Cyprus is a key jurisdiction to consider when establishing EU headquarters.
This is the case for a number of reasons:
- it features one of the most attractive tax regimes in the EU, fully aligned with OECD / BEPS and EU State aid rules
- there is no withholding tax on dividends
- it has concluded over 50 agreements for the avoidance of double taxation, including with the UK, the USA, Canada, India, China, Switzerland and the UAE
- its common law system affords certainty and clarity
- the Cypriot corporate law framework is modelled after English company law
- it is a member of the Eurozone and has the euro as its currency
- it adheres to the highest anti-money laundering standards and features on the white list of the OECD
- reorganisations, such as mergers, demergers, exchanges of shares and transfers of assets / liabilities, can be effected in a tax efficient manner
The primary tax benefits a Cyprus-headquartered company can expect are the following:
- corporate taxation on profit at 12.5%, which is one of the lowest tax rates in the EU
- the possibility of extracting dividends from underlying subsidiaries without tax, by relying on either a double tax treaty, or the EU Parent Subsidiary Directive
- there are no withholding taxes on dividend payments from Cyprus companies to persons not resident in Cyprus
- the avoidance of double taxation vis-à-vis all other jurisdictions where the group is present, through the wide network of 50+ double tax avoidance treaties, including with the USA, the UK, Canada, India, China, Jersey, Switzerland and the UAE
- a deduction (notional interest) against the company’s taxable profits arising as a result of new capital introduced by shareholders
- deductions of interest expense incurred for the direct or indirect acquisition of the share capital of another company subject to conditions
- there is no capital gains taxation on the disposal of shares
- the elimination of taxation in the case of intra-EU transactions
- tax relief at a corporate group level for at least seventy-five percent (75%) of the relevant group holdings on the results of the current financial year
- the possibility of deducting losses incurred by a Cyprus company in relation to business carried on outside Cyprus
- reorganisations, such as mergers, demergers, exchanges of shares and transfers of assets / liabilities, may be effected in a tax neutral manner and tax losses may be carried forward by the receiving entity.

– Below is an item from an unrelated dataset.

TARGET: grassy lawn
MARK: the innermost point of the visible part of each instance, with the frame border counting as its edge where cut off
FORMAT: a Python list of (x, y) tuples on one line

Certainty of a sophisticated common law system
Cyprus is a common law jurisdiction, which affords legal certainty and clarity. English judicial precedent is of persuasive authority in Cyprus. The Cypriot corporate law framework is modelled after English company law. It is modernised on an ongoing basis and Cyprus has fully transposed all EU law instruments in its legal order.
Cyprus companies can merge with other companies both inside and outside the EU. The relevant EU rules on cross-border mergers are fully applicable in Cyprus.
Each cross-border merger involves a company from one EEA state acquiring (at least) one company from another EEA state. Companies are dissolved without going into liquidation, with the absorbing company taking on all the assets and liabilities of each absorbed company.